Already Pangloss's doctrine of optimism is showing signs of wearing thin. How Candide can account for Jacques the Anabaptist's death when he was acting in the role of good samaritan? Why is he being flogged and Pangloss himself hanged? Often Candide's unwavering faith in Pangloss's wisdom will force him into contortions of logic that defy standards of ethical behavior. In the next section, Candide will justify his killing of Miss Cunégonde's brother since this act later spares his own life by proving that he is not a Jesuit. Similarly, challenged to defend his murder of the Inquisitor, Candide responds: "When a man is in love, jealous he is no longer himself." The flimsiness of his justification points up the moral inconsistency of optimistic determinism.
A short summary prefaces the start of each chapter, often proclaiming "What happened to " The question of fate and destiny figures prominently into the Panglossian doctrine of optimism.
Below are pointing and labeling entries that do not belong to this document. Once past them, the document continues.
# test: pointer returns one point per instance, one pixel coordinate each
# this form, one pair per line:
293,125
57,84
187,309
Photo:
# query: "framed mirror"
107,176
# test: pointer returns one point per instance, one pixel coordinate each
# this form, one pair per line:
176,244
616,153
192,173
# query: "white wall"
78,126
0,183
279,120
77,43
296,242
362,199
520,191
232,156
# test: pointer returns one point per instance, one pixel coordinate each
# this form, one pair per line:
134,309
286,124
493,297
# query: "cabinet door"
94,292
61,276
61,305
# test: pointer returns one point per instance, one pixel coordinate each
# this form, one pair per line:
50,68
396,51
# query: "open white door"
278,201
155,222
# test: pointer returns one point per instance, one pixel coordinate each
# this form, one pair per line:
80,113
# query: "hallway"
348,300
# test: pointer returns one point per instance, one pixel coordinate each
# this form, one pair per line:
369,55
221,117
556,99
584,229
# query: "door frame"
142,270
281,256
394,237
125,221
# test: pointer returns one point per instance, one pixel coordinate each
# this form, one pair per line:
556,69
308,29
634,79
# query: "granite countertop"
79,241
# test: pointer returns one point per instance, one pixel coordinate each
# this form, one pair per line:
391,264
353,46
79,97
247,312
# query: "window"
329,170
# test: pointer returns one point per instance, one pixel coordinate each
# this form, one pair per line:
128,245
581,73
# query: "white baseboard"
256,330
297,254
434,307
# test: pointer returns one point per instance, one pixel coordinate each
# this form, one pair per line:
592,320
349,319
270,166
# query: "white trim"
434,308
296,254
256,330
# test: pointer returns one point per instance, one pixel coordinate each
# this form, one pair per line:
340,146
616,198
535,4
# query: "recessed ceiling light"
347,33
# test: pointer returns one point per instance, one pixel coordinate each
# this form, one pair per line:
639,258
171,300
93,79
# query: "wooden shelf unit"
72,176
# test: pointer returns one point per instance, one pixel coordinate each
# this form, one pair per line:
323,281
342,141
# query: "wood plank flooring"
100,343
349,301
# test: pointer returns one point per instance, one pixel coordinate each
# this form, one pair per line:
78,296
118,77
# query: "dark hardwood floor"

Despite the third-person omniscient narration, Voltaire gives voice to the two central female characters, allowing them to shape the account of their own destinies. Contrast the woe-is-me attitude of Miss Cunégonde with the more self-empowering stance of the Old Woman, who refuses to buy into the solipsism of victimhood, instead showing compassion toward her travelling companions: "I have become more concerned with your fate than with my own." Undoubtedly, the ethics of care articulated by the Old Woman is the closest thing to a philosophical alternative that Voltaire offers up in response to the doctrine of "optimism," which is inherently egoistic and engenders a form of paralyzing self-pity.